I need to know the health of my disks because I use my computers until they fails. In general, the power supply fails first then hard disks then RAM and CPU.

When a disk fails, I restore the data from backup. With the ZFS filesystem, I check the integrity of my data and my backups.

Disks

The disk health information is provided by SMART and is displayed with smartctl. All commands have to be run as root.

To install smartctl, run:

apt-get install smartmontools

Then choose the disk you want to check:

lsblk
#or
ls /dev/disk/by-id/

Then run:

smartctl -a /dev/sdX

Newer disks provide more information like Form_Factor, Head_Flying_Hours, ...

Very important parameters to check are, among the others, Reallocated_Sector_Ct and Current_Pending_Sector. The Reallocated_Sector_Ct is the count of sectors on the block device which cannot be used correctly. When such a sector is found it is remapped to one of the available spare sectors of the storage device, and data contained in it is relocated. The Current_Pending_Sector attribute, instead, is the count of bad sectors that are still waiting to be remapped. If you want to know more about the S.M.A.R.T attributes and their meaning, you can begin to take a look at the wikipedia S.M.A.R.T page.
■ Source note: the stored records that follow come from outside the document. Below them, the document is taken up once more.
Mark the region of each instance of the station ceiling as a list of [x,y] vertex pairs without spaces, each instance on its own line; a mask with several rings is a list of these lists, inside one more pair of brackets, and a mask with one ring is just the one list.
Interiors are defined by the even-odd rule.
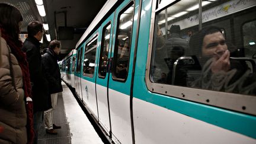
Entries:
[[[21,33],[26,33],[27,24],[37,20],[48,23],[51,40],[58,39],[59,27],[74,28],[73,39],[59,40],[62,43],[60,59],[65,57],[75,45],[84,32],[103,7],[107,0],[43,0],[46,15],[41,17],[34,0],[0,0],[20,9],[23,16]],[[43,48],[47,47],[49,41],[44,36]]]

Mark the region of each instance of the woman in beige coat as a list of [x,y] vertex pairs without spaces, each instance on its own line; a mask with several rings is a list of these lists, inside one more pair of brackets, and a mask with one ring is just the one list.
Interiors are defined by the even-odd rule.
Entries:
[[22,43],[18,39],[19,25],[22,21],[21,14],[17,8],[9,4],[0,4],[1,144],[30,143],[27,131],[28,133],[33,132],[33,127],[27,122],[26,107],[31,107],[29,101],[31,99],[28,64],[25,54],[21,50]]

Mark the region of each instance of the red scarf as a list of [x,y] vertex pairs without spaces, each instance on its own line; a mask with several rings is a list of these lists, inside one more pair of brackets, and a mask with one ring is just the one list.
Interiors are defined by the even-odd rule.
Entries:
[[[32,98],[31,86],[30,83],[30,75],[28,70],[28,63],[27,61],[26,55],[21,51],[22,43],[20,40],[15,41],[9,35],[7,34],[5,30],[0,27],[2,32],[2,37],[3,37],[7,43],[7,44],[11,48],[12,53],[16,57],[18,60],[19,65],[21,69],[23,78],[23,89],[24,91],[24,99],[29,97]],[[25,102],[26,111],[27,115],[27,143],[33,143],[34,139],[34,128],[33,128],[33,111],[32,101]]]

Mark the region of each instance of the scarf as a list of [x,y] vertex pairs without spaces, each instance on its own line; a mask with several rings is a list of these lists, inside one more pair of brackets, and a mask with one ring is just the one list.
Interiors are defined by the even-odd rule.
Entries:
[[19,66],[21,69],[23,79],[23,89],[24,91],[24,99],[25,101],[25,108],[27,111],[27,143],[33,143],[34,139],[34,129],[33,129],[33,111],[32,101],[25,101],[27,97],[32,98],[31,86],[30,83],[30,75],[28,70],[28,63],[26,59],[26,55],[21,51],[22,43],[20,40],[15,41],[9,35],[6,34],[5,30],[1,27],[0,30],[3,37],[9,46],[12,53],[16,57],[19,63]]

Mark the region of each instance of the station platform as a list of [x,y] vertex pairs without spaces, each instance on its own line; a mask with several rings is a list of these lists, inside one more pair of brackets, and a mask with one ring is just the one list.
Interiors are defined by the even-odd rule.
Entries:
[[39,132],[39,144],[104,143],[78,104],[72,92],[62,82],[63,91],[58,94],[53,123],[60,126],[57,135],[46,133],[44,123]]

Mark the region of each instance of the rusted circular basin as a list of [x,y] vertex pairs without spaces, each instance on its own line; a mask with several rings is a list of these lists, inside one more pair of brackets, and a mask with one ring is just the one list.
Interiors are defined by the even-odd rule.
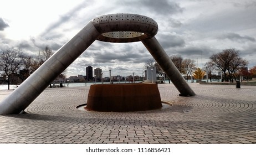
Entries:
[[85,108],[97,111],[136,111],[160,108],[156,84],[93,85]]

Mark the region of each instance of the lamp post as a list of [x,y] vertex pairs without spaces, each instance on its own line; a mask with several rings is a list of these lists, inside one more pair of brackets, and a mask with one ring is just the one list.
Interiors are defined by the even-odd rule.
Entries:
[[101,73],[101,84],[103,84],[103,73]]
[[154,80],[153,80],[153,68],[151,68],[151,82],[152,83],[153,83],[154,82]]
[[206,83],[208,83],[208,66],[206,66]]
[[134,72],[132,73],[132,83],[134,83]]
[[109,83],[111,83],[111,70],[109,70]]

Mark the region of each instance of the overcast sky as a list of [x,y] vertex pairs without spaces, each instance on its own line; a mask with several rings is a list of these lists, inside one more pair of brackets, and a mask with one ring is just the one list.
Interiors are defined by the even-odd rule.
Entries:
[[[0,49],[22,49],[35,55],[48,45],[54,51],[93,18],[111,13],[139,14],[156,20],[156,35],[170,56],[180,55],[201,67],[213,54],[235,48],[256,65],[256,1],[252,0],[1,0]],[[68,76],[85,68],[100,68],[104,76],[142,76],[152,56],[141,42],[95,41],[68,68]]]

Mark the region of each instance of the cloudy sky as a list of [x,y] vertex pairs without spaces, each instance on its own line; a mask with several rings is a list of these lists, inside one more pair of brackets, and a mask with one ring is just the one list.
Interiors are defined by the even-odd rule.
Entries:
[[[156,35],[170,56],[180,55],[201,67],[213,54],[235,48],[256,65],[256,1],[253,0],[1,0],[0,49],[22,49],[36,55],[46,45],[54,51],[93,18],[124,13],[157,22]],[[91,65],[112,75],[141,76],[152,57],[141,42],[95,41],[68,68],[68,76],[85,75]]]

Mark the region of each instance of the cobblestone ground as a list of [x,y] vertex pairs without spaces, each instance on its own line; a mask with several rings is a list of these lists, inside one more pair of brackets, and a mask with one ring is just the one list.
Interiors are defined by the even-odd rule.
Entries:
[[134,112],[78,110],[89,87],[47,89],[27,113],[0,115],[0,143],[256,143],[256,86],[190,85],[197,95],[159,84],[168,104]]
smartctl can also be used to start the self-tests:

smartctl -t short /dev/sdX

When the test is finished, the result is shown with the command:

smartctl -a /dev/sdX

For more information about the self-tests, read man smartctl.
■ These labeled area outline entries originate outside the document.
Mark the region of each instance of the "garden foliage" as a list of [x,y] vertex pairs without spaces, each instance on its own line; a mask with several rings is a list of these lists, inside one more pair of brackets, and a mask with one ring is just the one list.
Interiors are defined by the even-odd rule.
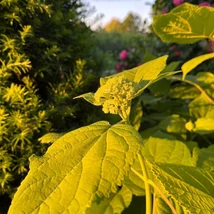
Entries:
[[[203,35],[198,32],[197,40],[213,38],[209,23],[193,21],[195,10],[201,17],[214,13],[185,3],[169,13],[171,22],[165,15],[155,17],[153,28],[167,40],[167,27],[174,21],[183,26],[173,14],[188,12],[191,19],[184,15],[183,20],[189,26],[208,29]],[[196,42],[192,34],[179,30],[176,42],[183,43],[184,35]],[[77,98],[121,120],[52,135],[54,142],[45,155],[31,156],[30,171],[9,214],[121,213],[133,195],[145,196],[146,214],[213,213],[214,74],[191,74],[213,57],[198,56],[176,70],[179,62],[167,65],[166,55],[101,78],[95,93]]]
[[0,1],[0,211],[26,176],[28,158],[46,151],[38,138],[87,124],[82,112],[90,107],[72,100],[96,73],[84,14],[77,0]]

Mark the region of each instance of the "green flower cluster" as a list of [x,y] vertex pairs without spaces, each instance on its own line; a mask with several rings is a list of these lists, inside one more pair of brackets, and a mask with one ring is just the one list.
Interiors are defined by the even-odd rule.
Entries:
[[107,80],[95,93],[95,99],[102,103],[104,113],[124,115],[130,107],[136,89],[134,82],[124,76]]

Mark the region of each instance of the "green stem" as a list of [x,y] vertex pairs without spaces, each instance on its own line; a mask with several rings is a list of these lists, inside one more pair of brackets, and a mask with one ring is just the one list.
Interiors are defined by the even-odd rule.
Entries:
[[214,104],[214,100],[204,91],[203,88],[201,88],[198,84],[190,81],[190,80],[186,80],[186,79],[181,79],[179,77],[170,77],[170,79],[174,79],[174,80],[179,80],[179,81],[183,81],[183,82],[186,82],[190,85],[193,85],[195,86],[206,98],[207,100],[211,103],[211,104]]
[[154,189],[161,195],[163,200],[166,202],[166,204],[172,210],[172,213],[173,214],[178,214],[177,211],[175,210],[175,208],[173,207],[173,205],[171,204],[171,202],[169,201],[169,199],[163,194],[163,192],[159,189],[159,187],[152,180],[149,180],[148,183],[151,184],[151,186],[153,186]]
[[140,162],[140,166],[143,172],[144,183],[145,183],[145,191],[146,191],[146,214],[152,214],[152,194],[149,185],[149,177],[146,170],[146,164],[144,158],[138,154],[138,159]]
[[[135,169],[131,168],[131,170],[139,177],[141,178],[144,182],[145,182],[145,178],[144,176],[142,176],[138,171],[136,171]],[[163,198],[163,200],[166,202],[166,204],[171,208],[172,213],[173,214],[178,214],[177,211],[175,210],[175,208],[173,207],[173,205],[171,204],[171,202],[169,201],[169,199],[162,193],[162,191],[159,189],[159,187],[152,181],[152,180],[148,180],[147,181],[148,184],[150,184]]]

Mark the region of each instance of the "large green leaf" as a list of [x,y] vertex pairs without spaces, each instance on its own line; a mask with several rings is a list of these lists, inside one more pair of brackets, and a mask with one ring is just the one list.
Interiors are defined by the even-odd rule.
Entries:
[[125,124],[97,122],[65,134],[30,158],[9,213],[84,213],[117,191],[140,147],[140,135]]
[[[160,131],[153,134],[142,147],[142,156],[152,163],[171,163],[193,166],[191,153],[187,146],[175,140],[170,135]],[[142,169],[138,158],[135,159],[132,169],[142,174]],[[148,170],[149,171],[149,170]],[[150,173],[149,173],[150,174]],[[154,179],[152,174],[150,179]],[[137,196],[145,195],[144,182],[134,171],[130,170],[125,179],[125,184],[133,194]]]
[[[213,11],[214,13],[214,11]],[[214,18],[214,16],[213,16]],[[214,28],[213,28],[214,31]],[[197,67],[199,64],[201,64],[202,62],[204,62],[205,60],[214,58],[214,53],[209,53],[209,54],[204,54],[198,57],[195,57],[187,62],[185,62],[182,66],[181,66],[181,70],[183,72],[183,79],[185,79],[186,75],[192,71],[195,67]]]
[[191,213],[214,212],[214,173],[201,168],[156,164],[153,172],[168,196]]
[[153,29],[163,42],[194,43],[214,40],[214,8],[184,3],[169,13],[153,17]]
[[87,209],[86,214],[120,214],[127,208],[132,200],[132,192],[125,185],[110,198],[105,198],[100,203],[94,202]]
[[162,120],[158,126],[160,130],[166,131],[168,133],[185,134],[187,131],[185,124],[186,119],[180,117],[177,114],[173,114]]
[[142,154],[150,162],[193,165],[187,146],[160,131],[146,141],[142,148]]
On my Toshiba nvme ssd, smartctl doesn't give a lot of information and it is not possible to run self-tests

ZFS pools

I have ZFS on my disks and to check the health of the file system, I run:

zpool list
zpool scrub myPool

The scrub command is fast, it takes a few seconds for multiple TB of data. zpool scrub starts a background process that check the pool, the status is displayed with the command:

zpool status

I want to run scrub regularly and get an email when my pools are unhealthy as described in this serverfault post: how-to-run-a-command-once-a-zfs-scrub-completes

In debian, I use zed

Configuration for the ZED is located in /etc/zfs/zed.d/zed.rc

I set my email address and my email program (mutt):

ZED_EMAIL_ADDR="myemail@example.com"
ZED_EMAIL_PROG="mutt"

zed sends an email only the pool is degraded like this:

ZFS has finished a scrub:

   eid: 23
 class: scrub_finish
  host: nuc
  time: 2022-02-06 18:08:12+0200
  pool: rpool
 state: DEGRADED
status: One or more devices has experienced an error resulting in data
        corruption.  Applications may be affected.
action: Restore the file in question if possible.  Otherwise restore the
        entire pool from backup.
   see: https://openzfs.github.io/openzfs-docs/msg/ZFS-8000-8A
  scan: scrub repaired 0B in 00:05:24 with 2 errors on Sun Feb  6 18:08:12 2022
config:

        NAME                                             STATE     READ WRITE CKSUM
        rpool                                            DEGRADED     0     0     0
          ata-WDC_WDS100T1B0A-00H9H0_164710800985-part4  DEGRADED     0     0     2  too many errors

errors: 2 data errors, use '-v' for a list

And I setup a cronjob to scrub my pools regularly:

crontab -e
0 1 * * 4 /root/bin/scrub.sh

# scrub.sh:
zpool scrub rpool
zpool scrub bpool

In Freebsd, I setup 2 cronjobs

These jobs are setup in the root crontab.

The first cronjob scrubs the pools and the second job check the string returned by zpool status -x, it should be:

pool poolName is healthy.

When this string is not found a mail is sent.